Listed below are some of the firsts I noticed from my first twelve hours in Australia:
1. This is my first time in Melbourne—and my first day.
2. The first piece of fruit I ate was a delicious, ripe banana drizzled in maple syrup.
3. The first time I didn’t understand the words coming out of someone’s mouth was with the concierge in the lobby of my hotel. (the second happened when I ordered lunch).
4. This is the first time I have ever really been by myself in a different country.
5. My first hotel is named after an American city—Miami.
6. I ate my first meal at a little restaurant called The Broken Poppy—which is a line from one of my favorite poems and why I chose to eat there in the first place.
7. The first unusual facet of Melbourne I noticed was the intersection of Errol and Victoria Street. Walking through that jumble of intertwining roads filled with left-hand drivers and trolley cars, I felt like I had not just spent twenty two hours flying around the globe but stumbled into the breezy streets of New Orleans instead. The buildings are low here—only two stories—and multicolored. They have that old French Quarter appeal, the kind which would seem caricature-ish if you didn’t know there was something natural in the evolution of the aesthetic design.Â
8. In the center of the intersection, I walked through my first park—a twenty by thirty grassy space with two gigantic lumbering trees. Hanging from every tiny branch in bunches were seed pods that resembled underwater mines. The trees were landmarks on their own. Their leaves were the brightest green I’ve ever seen and from a distance, the trees seemed fluffy. Like the trufaluf trees in Seuss’s The Lorax.

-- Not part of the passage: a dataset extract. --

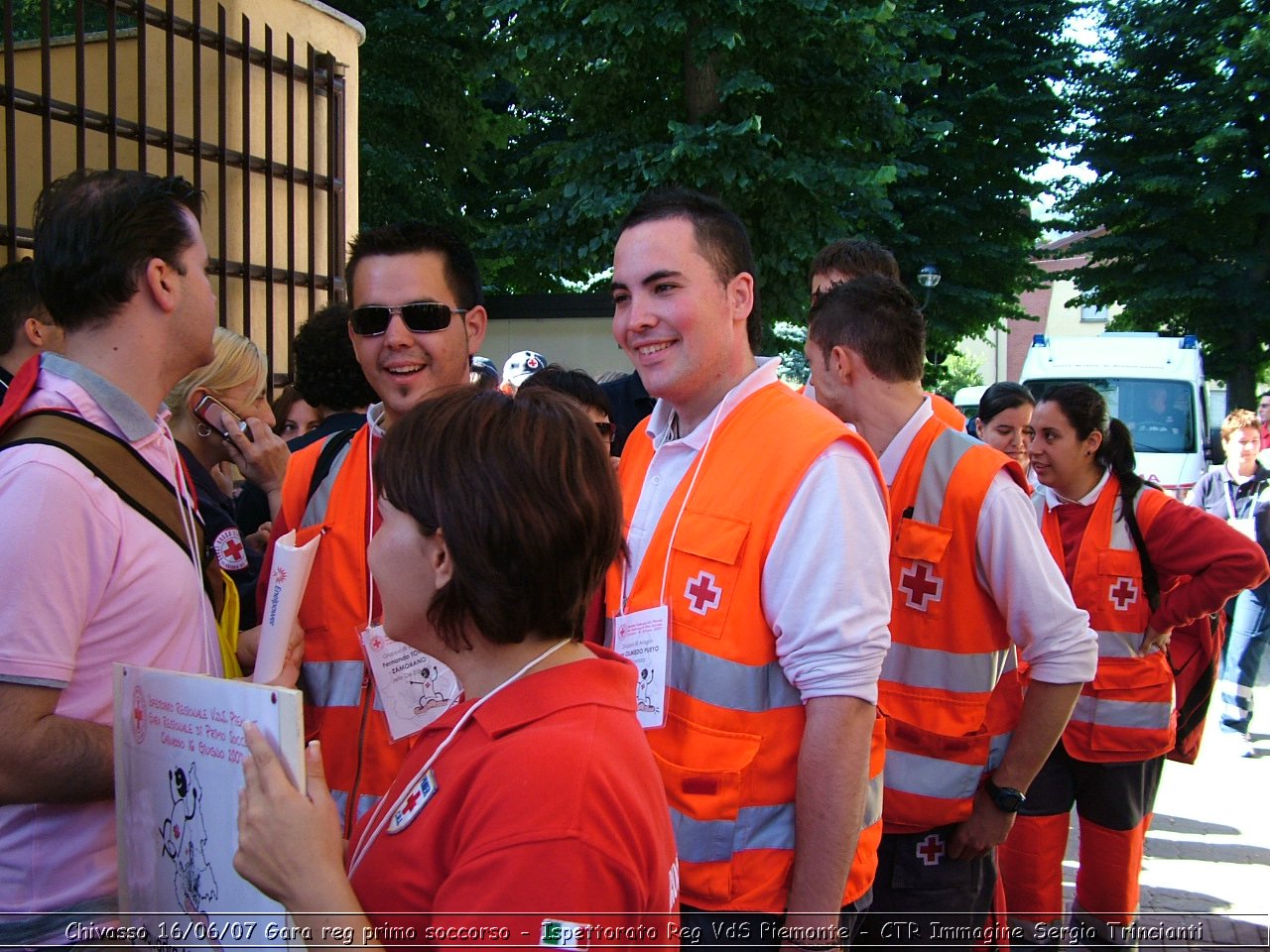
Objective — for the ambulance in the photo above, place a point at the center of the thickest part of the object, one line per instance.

9. In the park, I came across my first random sign. It read:
Male
Female
Unisex
Handicap
Public Toilets down the stairs
This would have been fine, except that the sign watched over a flat piece of concrete, guarding the filled pit where once a stairway existed. This bed of concrete was traced with a beautiful rod iron fence and had two parental companions in the trees; their broad branches protected the lost entrance to the abyss from the prying eye of the sun.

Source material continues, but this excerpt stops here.